PELLEGRINAGGI DALL’AYATOLLAH
La sua casa parigina, e già prima quella irachena, erano diventate meta di veri e propri pellegrinaggi da parte di giornalisti, maitre-à-penser più o meno presunti, rivoluzionari in cerca di ispirazione e alla ricerca di nuove vie per sconfiggere l’odiato sistema capitalistico. Il consolidato sistema della mistificazione e della propaganda operante a sinistra dette l’ordine di scuderia, a cui tutti si adeguarono: Khomeini è uno dei nostri perché ha i nostri stessi obiettivi! Fu proprio nel periodo in cui l’ayatollah era a Parigi che anche Michel Foucault si recò a Teheran. Egli era allora il filosofo francese più influente, rappresentante del cosiddetto post-strutturalismo che aveva sostituito il potere intellettuale fino allora detenuto da Sartre. Foucault era anche una delle firme di punta del Corriere della sera. E fu proprio il quotidiano di via Solferino a commissionargli un reportage che aiutasse a capire quanto stesse effettivamente avvenendo sulle piazze iraniane.

 



IL FALLIMENTO DI FOUCAULT
Foucault fallì clamorosamente. Immerso completamente nei fumi dell’ideologia, letteralmente innamorato dei rivoluzionari khomeneisti, egli vide non la realtà ma la raffigurazione che di essa si era fatto in mente. L’entusiasmo gli prese la mano. Il suo giudizio positivo si sarebbe mostrato talmente granitico da sopravvivere anche al bagno di realtà che il ritorno di Khomeini a Teheran e la presa del potere (il primo febbraio 1979) avrebbe dovuto imporre a ogni persona di buon senso.

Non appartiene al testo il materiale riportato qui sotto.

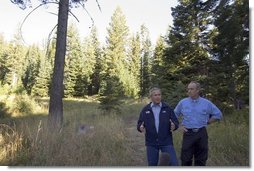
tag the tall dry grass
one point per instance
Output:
(25, 140)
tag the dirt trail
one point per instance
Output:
(137, 142)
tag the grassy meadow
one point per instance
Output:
(109, 140)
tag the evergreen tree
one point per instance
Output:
(73, 64)
(134, 64)
(157, 62)
(96, 68)
(232, 50)
(146, 56)
(15, 62)
(3, 59)
(31, 68)
(116, 72)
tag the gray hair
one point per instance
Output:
(152, 90)
(197, 84)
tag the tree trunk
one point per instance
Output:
(55, 118)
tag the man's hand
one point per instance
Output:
(172, 125)
(182, 128)
(142, 127)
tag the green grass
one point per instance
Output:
(114, 141)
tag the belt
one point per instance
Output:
(195, 129)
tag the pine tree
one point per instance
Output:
(31, 68)
(146, 56)
(232, 50)
(115, 70)
(134, 64)
(73, 64)
(95, 76)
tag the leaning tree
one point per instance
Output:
(55, 117)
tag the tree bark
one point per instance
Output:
(55, 118)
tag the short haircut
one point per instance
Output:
(152, 90)
(197, 84)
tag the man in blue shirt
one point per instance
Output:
(157, 120)
(197, 113)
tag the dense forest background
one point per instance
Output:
(106, 85)
(208, 42)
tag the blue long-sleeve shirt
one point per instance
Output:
(164, 134)
(196, 113)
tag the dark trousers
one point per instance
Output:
(195, 144)
(153, 155)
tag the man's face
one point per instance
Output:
(193, 92)
(156, 96)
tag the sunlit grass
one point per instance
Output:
(113, 141)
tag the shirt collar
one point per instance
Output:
(194, 100)
(154, 105)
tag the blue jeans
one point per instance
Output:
(153, 154)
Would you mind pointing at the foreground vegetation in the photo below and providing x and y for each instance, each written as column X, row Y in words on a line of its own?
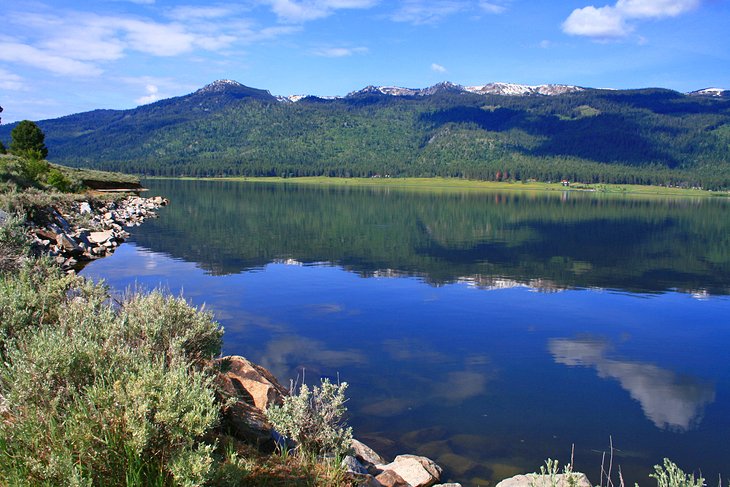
column 102, row 391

In pochi giorni furono infatti proclamate quasi tutte le leggi repressive e liberticide che reggono ancora oggi il regime. Per le opposizioni, il libero pensiero, la libertà delle donne e degli omosessuali, in Iran non c’era ormai più spazio. E invece Foucault, nella rivoluzione iraniana, continuava a vedere il tentativo di “ introdurre una dimensione spirituale nella vita politica”. I khomeinisti, con il loro esempio, ci facevano capire, a suo dire, che il capitalismo non è il destino finale dell’umanità e che la modernizzazione non coicide affatto con il sistema liberal-democratico. Egli si spinse fino a vedere nella rivoluzione degli ayatollah «la prima grande insurrezione contro i sistemi planetari, la forma più moderna della rivolta». Le sue parole esprimevano i sentimenti e il clima che si respirava in tutto il mondo intellettuale parigino. Era il ripetersi di un cliché ormai consolidato che ha fatto trovare la sinistra intellettuale novecentesca sempre dalla parte sbagliata. Fu allora a tutti chiaro che anche in un teorico postmoderno poteva annidarsi il più pervicace dei miti moderni: l’idea di una rivoluzione catartica e redentrice che possa definitivamente affrancare il mondo dal veleno capitalistico che l’Occidente vi ha immesso.

Altrettanto prevedibile è la rimozione che si è compiuta, con il passare degli anni, di queste débacle. Oppure l’assoluzione morale che è stata tentata di chi ne è stato protagonista, in quanto, si dice, non poteva sapere cosa sarebbe accaduto in futuro. In sostanza, a sinistra non si è disposti a fare autocrica sul proprio passato per continuare ad errare nel presente. Nel caso di Khomeini e dei suoi seguaci era, invece, già tutto chiaro sin dall’inizio. E chi voleva capire aveva la possibilità di farlo. Oriana Fallaci, ad esempio, concluse la sua intervista a Khomeini, per il Corriere del 26 settembre 1979, togliendosi in segno di sfida il chador che, in quanto donna, l’ayatollah le avea imposto per il loro colloquio.